Scientists need material that mimics ECM for their experiments, and they have mostly used hydrogels made of synthetic material. For her doctorate in the Department of Chemical Engineering at Ben-Gurion University of the Negev, Yulia Shmidov worked to develop a better ECM mimetic for culturing living cells. She used hyaluronic acid crosslinked with novel elastin-like peptide dendrimers, and treated the mix with trypsin, an enzyme, in order to degrade it the way an enzyme would in nature. The resulting material shows potential for uses such as drug testing.

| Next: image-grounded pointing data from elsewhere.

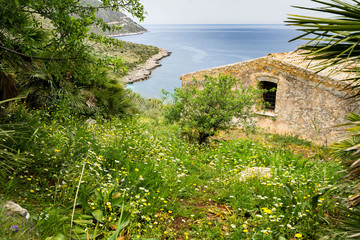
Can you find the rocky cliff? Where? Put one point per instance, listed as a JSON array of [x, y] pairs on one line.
[[117, 18]]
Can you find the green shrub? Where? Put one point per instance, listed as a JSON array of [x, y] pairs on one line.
[[204, 107]]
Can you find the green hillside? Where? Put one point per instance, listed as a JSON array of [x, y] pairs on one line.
[[117, 18]]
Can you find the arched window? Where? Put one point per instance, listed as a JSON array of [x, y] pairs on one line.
[[269, 95]]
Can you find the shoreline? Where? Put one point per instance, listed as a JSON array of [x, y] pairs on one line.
[[143, 71], [126, 34]]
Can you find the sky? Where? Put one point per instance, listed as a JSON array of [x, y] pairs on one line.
[[221, 11]]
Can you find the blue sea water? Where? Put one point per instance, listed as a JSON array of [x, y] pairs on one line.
[[197, 47]]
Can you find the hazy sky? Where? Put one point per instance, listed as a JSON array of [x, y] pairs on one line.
[[220, 11]]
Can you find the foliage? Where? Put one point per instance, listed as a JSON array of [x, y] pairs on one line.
[[170, 188], [204, 107], [335, 41], [45, 63]]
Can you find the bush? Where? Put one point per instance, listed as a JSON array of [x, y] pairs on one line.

For her postdoctoral research in the Department of Biomedical Engineering at Duke University, Dr. Shmidov has remained in the field of biomaterials. Utilizing post-translational modifications —a class of reactions carried out on proteins after they are made inside a cell—she creates new biomaterials that self-organize into bulk materials (particles whose size is above 100 nanometers) with a unique internal structure, and that respond to changes in temperature. These properties make them useful for a range of applications in medicine and biotechnology, particularly in studying lysyl oxidase-related disorders of the ECM, including inflammatory diseases, fibrosis of distinct organs, and cancer.
Dr. Shmidov is already an excellent cultural ambassador. She carried out her PhD research in collaboration with a colleague at Virginia Tech in the US, under the framework of a U.S.-Israel Binational Science Foundation grant. She also participated in the Global Young Scientists [email protected] 2020, one of only 200 students worldwide who were selected to meet with 20 Nobel Prize winners.